Monday, 23 February 2015

People on a train of life

Let me sit
The man had splayed himself across two seats when I got on the train and kindly asked him to make room for me. Nothing could have prepared me for one of the most engaging conservations I have had on a train journey in a while.
He appeared to be in workmen’s clothes and I gingerly sat myself beside him just because my trolley bag which is generally heavier and bulkier than a simple rucksack needs more ample space than I can get in the standard seat space.
A conversation triggered
As I settled into my seat, I reached into my bag, grabbed my copy of The Economist’s Intelligent Life magazine and flipped the pages to read, Among the reindeer by Laura Galloway, who left a media consultancy to live amongst the Sami people; Laplanders to you and me, in the Arctic Circle after a DNA test suggested she descended from them.
He saw the page and said, he was on his way up there. Apparently, he is a fisherman who works on a big boat in the seas and oceans within the Arctic Circle.
From then on, for the hour, we talked about fishing, European fishing quotas, fortunes, misfortunes - he once owned a fishing trawler, the cold and how he suffered some of the coldest temperatures ever on one fishing expedition on the Bering Sea.
Fish of a long tale
He had come to Cheshire for a funeral, was travelling to Manchester, and changing trains for a journey all the way to Aberdeen where he would board a helicopter to Wick and then a flight to Reykjavik in Iceland. Quite a convoluted itinerary, I thought, but it must be one of the least travelled routes plied by only those in the know.

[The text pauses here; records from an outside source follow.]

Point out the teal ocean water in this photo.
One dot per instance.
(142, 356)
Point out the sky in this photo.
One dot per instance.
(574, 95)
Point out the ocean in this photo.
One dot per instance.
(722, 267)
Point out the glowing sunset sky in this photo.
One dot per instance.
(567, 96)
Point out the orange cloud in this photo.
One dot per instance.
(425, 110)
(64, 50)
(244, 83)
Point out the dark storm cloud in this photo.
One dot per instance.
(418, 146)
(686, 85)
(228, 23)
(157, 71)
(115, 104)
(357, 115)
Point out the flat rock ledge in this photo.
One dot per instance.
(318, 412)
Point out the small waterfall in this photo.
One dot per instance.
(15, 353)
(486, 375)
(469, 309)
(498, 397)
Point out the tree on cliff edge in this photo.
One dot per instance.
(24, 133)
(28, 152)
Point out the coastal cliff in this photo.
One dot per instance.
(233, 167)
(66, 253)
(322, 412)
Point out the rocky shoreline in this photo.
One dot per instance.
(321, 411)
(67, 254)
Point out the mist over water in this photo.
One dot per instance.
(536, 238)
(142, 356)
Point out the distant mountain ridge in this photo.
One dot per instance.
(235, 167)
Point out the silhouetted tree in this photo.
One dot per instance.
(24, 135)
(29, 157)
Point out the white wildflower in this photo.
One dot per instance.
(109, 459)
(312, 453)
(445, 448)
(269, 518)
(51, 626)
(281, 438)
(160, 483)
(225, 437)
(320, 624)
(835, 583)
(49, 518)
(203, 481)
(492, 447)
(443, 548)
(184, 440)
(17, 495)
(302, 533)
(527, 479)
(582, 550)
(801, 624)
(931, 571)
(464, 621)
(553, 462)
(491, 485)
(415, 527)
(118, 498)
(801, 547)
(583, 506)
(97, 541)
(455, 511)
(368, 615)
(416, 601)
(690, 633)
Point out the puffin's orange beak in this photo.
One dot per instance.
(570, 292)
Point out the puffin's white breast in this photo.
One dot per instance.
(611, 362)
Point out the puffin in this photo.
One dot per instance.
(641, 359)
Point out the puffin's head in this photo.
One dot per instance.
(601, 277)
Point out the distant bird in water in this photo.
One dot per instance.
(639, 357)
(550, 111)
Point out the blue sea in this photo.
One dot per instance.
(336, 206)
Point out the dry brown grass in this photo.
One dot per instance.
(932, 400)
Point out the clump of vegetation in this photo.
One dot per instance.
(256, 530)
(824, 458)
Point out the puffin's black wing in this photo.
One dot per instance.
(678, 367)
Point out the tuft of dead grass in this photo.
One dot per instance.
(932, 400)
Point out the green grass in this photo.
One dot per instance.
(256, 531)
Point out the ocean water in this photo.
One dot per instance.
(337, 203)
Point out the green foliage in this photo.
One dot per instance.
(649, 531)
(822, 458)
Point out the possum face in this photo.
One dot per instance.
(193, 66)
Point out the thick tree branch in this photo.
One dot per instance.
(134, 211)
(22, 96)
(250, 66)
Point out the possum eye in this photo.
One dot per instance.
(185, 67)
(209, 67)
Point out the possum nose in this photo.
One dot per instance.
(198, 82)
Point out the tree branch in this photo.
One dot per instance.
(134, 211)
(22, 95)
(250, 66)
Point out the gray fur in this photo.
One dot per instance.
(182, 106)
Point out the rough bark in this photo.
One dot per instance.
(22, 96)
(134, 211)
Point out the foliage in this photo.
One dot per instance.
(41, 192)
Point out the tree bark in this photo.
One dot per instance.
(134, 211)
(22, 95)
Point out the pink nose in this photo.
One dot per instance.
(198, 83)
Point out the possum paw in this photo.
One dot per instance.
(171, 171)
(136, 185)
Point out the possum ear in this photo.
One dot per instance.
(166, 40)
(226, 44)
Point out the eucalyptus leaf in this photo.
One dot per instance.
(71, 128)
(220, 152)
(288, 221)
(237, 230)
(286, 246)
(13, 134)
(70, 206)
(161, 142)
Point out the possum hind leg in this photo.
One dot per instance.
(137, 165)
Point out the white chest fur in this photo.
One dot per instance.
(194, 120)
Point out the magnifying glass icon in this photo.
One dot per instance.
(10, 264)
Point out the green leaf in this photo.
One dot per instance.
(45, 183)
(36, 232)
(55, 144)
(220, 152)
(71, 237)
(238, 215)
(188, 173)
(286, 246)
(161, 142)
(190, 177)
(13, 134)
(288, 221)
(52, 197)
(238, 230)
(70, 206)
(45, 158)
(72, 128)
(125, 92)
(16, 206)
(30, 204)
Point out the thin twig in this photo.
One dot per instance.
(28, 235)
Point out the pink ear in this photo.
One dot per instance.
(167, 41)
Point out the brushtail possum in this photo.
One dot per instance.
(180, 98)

He had been a fisherman all his life, manning boats from when he was 10, he being in the fourth generation of fishermen from his family.
One thing I learnt from our conversation was the appearance of a man is no indicator of the wealth of knowledge he might have, how well he might have travelled and what good conversation you might have with the person.
Suffice it to say, I am yet to read the story in the magazine that started off our conversation. At Manchester Piccadilly Station, we shook hands, I gave him directions as to where to board his connecting train and he expected to be in Reykjavik by midnight.
Now, I can see
On another train journey, a mother and child got on and sat in front of me. They were returning from visiting her mother and the son who had glasses on seem to have had a wonderful half-term holiday away.
We engaged in enough small talk for me to discover one amazing miracle of medicine, the son had a very high auditory acuity (heightened sense of hearing) which for a while was sensory compensation for being born blind, but now he could see because he had undergone a penetrating keratoplasty (Corneal transplant).